Certain statements contained in this letter are forward-looking statements within the meaning of federal securities laws. Such forward-looking statements involve known and unknown risks, uncertainties and other matters, including the risks and uncertainties set forth under the heading “Risk Factors” in the Company’s Annual Report on Form 10-K, which may cause the actual results, performance or achievements of Servidyne, Inc. to be materially different from any past or future results, performance, or uncertainties expressed or implied by such forward-looking statements. Servidyne does not undertake to update these forward-looking statements.
In addition, factors relating to general global, national, regional, and local economic conditions, including international political instability, national defense, homeland security, natural disasters, terrorism, employment levels, wage and salary levels, consumer confidence, availability of credit, taxation policies, the Sarbanes-Oxley Act, SEC reporting requirements, fees paid to vendors in order to remain in compliance with the Sarbanes-Oxley Act and SEC requirements, interest rates, capital spending, energy and other utility costs, and inflation could positively or adversely impact the Company and its customers, suppliers, and sources of capital.

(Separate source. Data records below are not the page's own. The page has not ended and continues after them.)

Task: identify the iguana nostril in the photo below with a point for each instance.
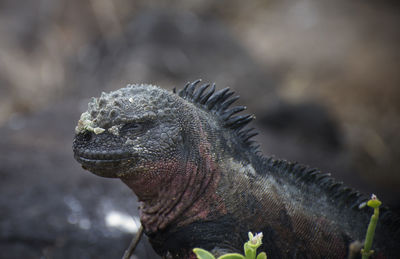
(87, 136)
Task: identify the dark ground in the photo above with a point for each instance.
(322, 79)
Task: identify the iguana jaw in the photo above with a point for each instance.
(110, 168)
(107, 161)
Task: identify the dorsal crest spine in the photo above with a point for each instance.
(219, 103)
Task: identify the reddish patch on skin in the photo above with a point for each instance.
(176, 192)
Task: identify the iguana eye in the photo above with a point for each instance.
(132, 126)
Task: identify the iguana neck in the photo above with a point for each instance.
(182, 190)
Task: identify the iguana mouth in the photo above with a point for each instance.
(105, 165)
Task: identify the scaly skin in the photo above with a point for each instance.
(201, 182)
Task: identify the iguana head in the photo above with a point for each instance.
(165, 146)
(124, 130)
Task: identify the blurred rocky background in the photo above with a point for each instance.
(322, 77)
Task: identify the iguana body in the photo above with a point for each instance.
(202, 183)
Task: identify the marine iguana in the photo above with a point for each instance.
(202, 182)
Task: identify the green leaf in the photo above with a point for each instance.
(231, 256)
(250, 251)
(203, 254)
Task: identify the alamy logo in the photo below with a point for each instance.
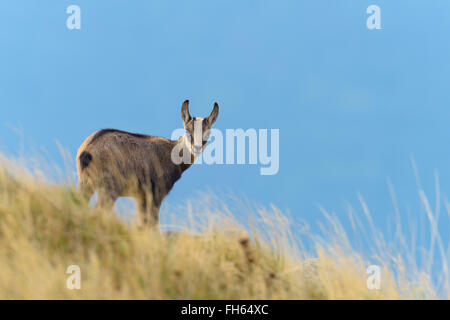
(74, 20)
(230, 150)
(374, 280)
(74, 280)
(374, 20)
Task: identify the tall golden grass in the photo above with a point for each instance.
(46, 227)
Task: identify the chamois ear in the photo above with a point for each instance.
(185, 115)
(214, 114)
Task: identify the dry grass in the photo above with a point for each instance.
(46, 227)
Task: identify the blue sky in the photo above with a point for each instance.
(352, 105)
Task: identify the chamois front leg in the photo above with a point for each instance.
(148, 211)
(106, 199)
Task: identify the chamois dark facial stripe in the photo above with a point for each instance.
(85, 158)
(102, 132)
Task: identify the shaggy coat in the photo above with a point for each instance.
(122, 164)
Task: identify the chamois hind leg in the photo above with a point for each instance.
(86, 190)
(148, 212)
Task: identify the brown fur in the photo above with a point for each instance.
(121, 164)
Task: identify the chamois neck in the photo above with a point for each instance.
(183, 166)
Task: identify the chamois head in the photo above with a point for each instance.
(197, 129)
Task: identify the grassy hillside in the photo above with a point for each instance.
(45, 227)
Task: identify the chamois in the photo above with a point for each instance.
(117, 164)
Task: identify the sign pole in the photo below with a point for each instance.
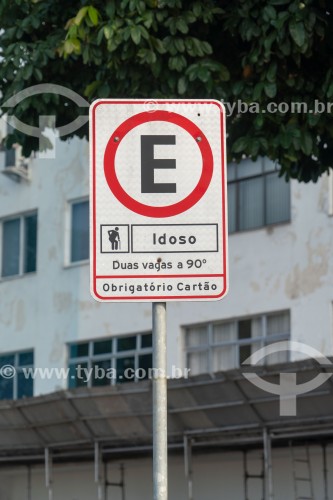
(160, 431)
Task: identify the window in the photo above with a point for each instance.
(257, 196)
(225, 345)
(79, 240)
(15, 383)
(19, 245)
(111, 360)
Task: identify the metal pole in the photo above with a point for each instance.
(188, 466)
(160, 432)
(325, 471)
(268, 476)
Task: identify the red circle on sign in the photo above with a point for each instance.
(168, 210)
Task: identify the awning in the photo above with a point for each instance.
(220, 409)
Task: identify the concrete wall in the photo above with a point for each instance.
(287, 266)
(215, 476)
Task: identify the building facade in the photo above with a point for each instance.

Any significant adverse impact from these factors could result in material adverse effects on the Company’s results of operations and financial condition.
The Company is also at risk for many other matters beyond its control, including, but not limited to: the possible impact, if any, on earnings due to the ultimate disposition of legal proceedings in which the Company may be involved; the potential loss of significant customers; the Company’s future ability to sell or refinance its real estate assets; the possibility of not achieving projected backlog revenues or not realizing earnings from such revenues; the cost and availability of insurance; the ability of the Company to attract and retain key personnel; weather conditions; changes in laws and regulations, including changes in accounting standards, generally accepted accounting principles, and regulatory requirements of the SEC and NASDAQ; overall vacancy rates in the markets where the Company leases retail and office space; overall capital spending trends in the economy; the timing and amount of earnings recognition related to the possible sale of real estate properties held for sale; delays in or cancellations of customers’ orders; inflation; the level and volatility of energy and gasoline prices; the level and volatility of interest rates; the failure of a subcontractor to perform; and the deterioration in the financial stability of an anchor tenant, significant customer, or subcontractor.